„Die Bedeutung unseres Geruchs- und Geschmackssinns wird oft erst erkannt, wenn die Sinne ihren Aufgaben nicht mehr nachkommen. Die Ursachen für eine Störung sind vielfältig. Doch in den meisten Fällen ist sie nur vorübergehend und therapierbar“, erklärt Georg Langmayr, Fachgruppenvertreter für Hals-, Nasen- und Ohrenkrankheiten der Ärztekammer für Oberösterreich. „Unsere Nase kann mehrere tausend Düfte wahrnehmen. Die Zunge hingegen unterscheidet nur fünf Geschmacksrichtungen - salzig, süß, sauer, bitter und umami. Um Aromen wahrzunehmen, ist ein Luftstrom zu den Riechzellen der Nase, von denen der Mensch rund 30 Millionen besitzt, erforderlich.“

Soziale und gesundheitliche Probleme sind vorprogrammiert

In vielen Fällen nehmen Betroffene eine Störung des Geruchssinns nicht sofort wahr, ebenso wie die Auswirkungen auf den Geschmackssinn. Die Folge: Es kann zu einer Mangel- und Fehlernährung kommen, da zum Beispiel der Appetit nachlässt oder Speisen überwürzt werden. Bei Verlust des Geruchssinns besteht zudem die Gefahr, verdorbene Lebensmittel zu verzehren, was schlimmstenfalls eine Lebensmittevergiftung nach sich ziehen kann. Gefährlich ist es auch, wenn Brandgeruch nicht mehr wahrgenommen wird.

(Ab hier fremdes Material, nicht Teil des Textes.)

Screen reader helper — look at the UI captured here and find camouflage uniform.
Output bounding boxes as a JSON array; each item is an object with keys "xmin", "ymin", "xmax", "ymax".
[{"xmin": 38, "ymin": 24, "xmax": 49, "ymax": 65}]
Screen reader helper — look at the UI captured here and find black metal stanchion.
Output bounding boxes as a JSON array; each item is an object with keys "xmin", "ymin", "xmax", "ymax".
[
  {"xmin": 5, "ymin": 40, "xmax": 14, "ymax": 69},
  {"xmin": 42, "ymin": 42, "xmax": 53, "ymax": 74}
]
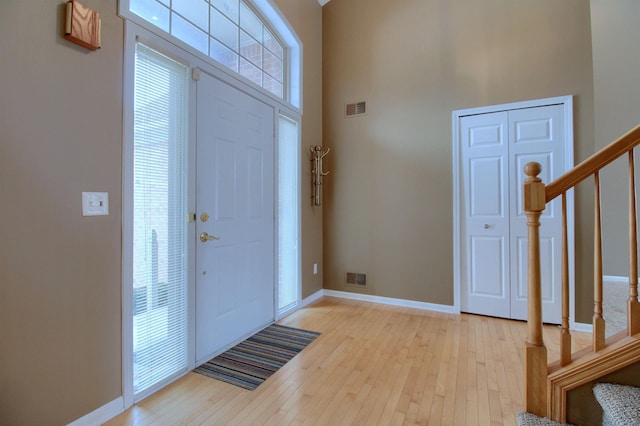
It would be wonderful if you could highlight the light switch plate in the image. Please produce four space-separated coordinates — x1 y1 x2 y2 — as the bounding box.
82 192 109 216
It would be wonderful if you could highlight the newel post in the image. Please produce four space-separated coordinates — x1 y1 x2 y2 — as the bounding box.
523 162 547 417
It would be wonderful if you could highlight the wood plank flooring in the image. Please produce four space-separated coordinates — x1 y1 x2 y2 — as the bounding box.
107 297 590 426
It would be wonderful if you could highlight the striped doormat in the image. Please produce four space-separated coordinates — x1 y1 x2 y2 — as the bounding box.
193 324 320 390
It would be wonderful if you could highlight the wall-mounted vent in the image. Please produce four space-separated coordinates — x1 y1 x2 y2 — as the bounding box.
347 272 367 287
344 101 367 117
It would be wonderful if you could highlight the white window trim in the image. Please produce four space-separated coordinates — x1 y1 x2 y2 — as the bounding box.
118 0 303 115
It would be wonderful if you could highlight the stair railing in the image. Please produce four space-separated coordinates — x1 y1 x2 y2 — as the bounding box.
523 126 640 417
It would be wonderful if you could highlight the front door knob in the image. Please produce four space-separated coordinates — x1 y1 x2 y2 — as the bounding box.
200 232 220 243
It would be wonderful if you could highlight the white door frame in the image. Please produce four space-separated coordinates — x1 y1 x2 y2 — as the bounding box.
452 95 575 329
122 20 302 410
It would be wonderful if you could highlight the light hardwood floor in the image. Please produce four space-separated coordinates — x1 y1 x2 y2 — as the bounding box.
107 297 590 426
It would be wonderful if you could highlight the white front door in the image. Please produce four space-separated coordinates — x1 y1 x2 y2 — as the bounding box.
459 101 566 323
195 72 275 364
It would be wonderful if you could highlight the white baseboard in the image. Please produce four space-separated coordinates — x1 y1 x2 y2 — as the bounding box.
602 275 629 283
571 322 593 333
322 289 460 314
68 397 124 426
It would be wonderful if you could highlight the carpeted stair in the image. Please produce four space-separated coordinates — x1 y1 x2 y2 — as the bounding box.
593 383 640 426
518 411 570 426
518 383 640 426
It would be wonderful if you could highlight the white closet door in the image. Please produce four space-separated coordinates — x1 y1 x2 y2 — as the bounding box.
460 112 511 318
509 105 565 323
459 105 565 323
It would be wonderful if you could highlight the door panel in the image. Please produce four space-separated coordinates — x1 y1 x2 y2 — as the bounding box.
195 73 275 364
460 112 510 316
509 105 565 324
459 105 565 323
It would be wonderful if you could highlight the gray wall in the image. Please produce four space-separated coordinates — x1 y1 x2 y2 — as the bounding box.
591 0 640 276
323 0 594 321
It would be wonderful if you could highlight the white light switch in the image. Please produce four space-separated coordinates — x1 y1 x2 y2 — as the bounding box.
82 192 109 216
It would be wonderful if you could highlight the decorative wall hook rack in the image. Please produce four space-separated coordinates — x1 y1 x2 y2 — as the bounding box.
311 145 331 206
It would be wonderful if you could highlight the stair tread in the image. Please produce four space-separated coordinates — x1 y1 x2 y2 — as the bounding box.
593 383 640 426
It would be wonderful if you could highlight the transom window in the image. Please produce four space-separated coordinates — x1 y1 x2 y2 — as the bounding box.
129 0 286 99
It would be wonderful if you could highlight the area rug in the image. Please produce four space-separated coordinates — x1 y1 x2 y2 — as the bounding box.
193 324 320 390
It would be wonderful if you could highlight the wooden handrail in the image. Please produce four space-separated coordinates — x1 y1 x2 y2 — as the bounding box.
545 125 640 203
523 125 640 422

„Nichts mehr riechen oder schmecken zu können, zieht weite Kreise im Leben von Betroffenen. Sie reduzieren häufig ihr Sozialleben, da viele Unternehmungen mit Essen verbunden sind. Hinzu kommt die Angst vor Körpergeruch, weshalb Parfums und Deos teilweise überdosiert werden. Gleichzeitig fehlen durch die Störung wichtige, unbewusst wahrgenommene Informationen in der nonverbalen Kommunikation“, weist Georg Langmayr auf die Folgen hin.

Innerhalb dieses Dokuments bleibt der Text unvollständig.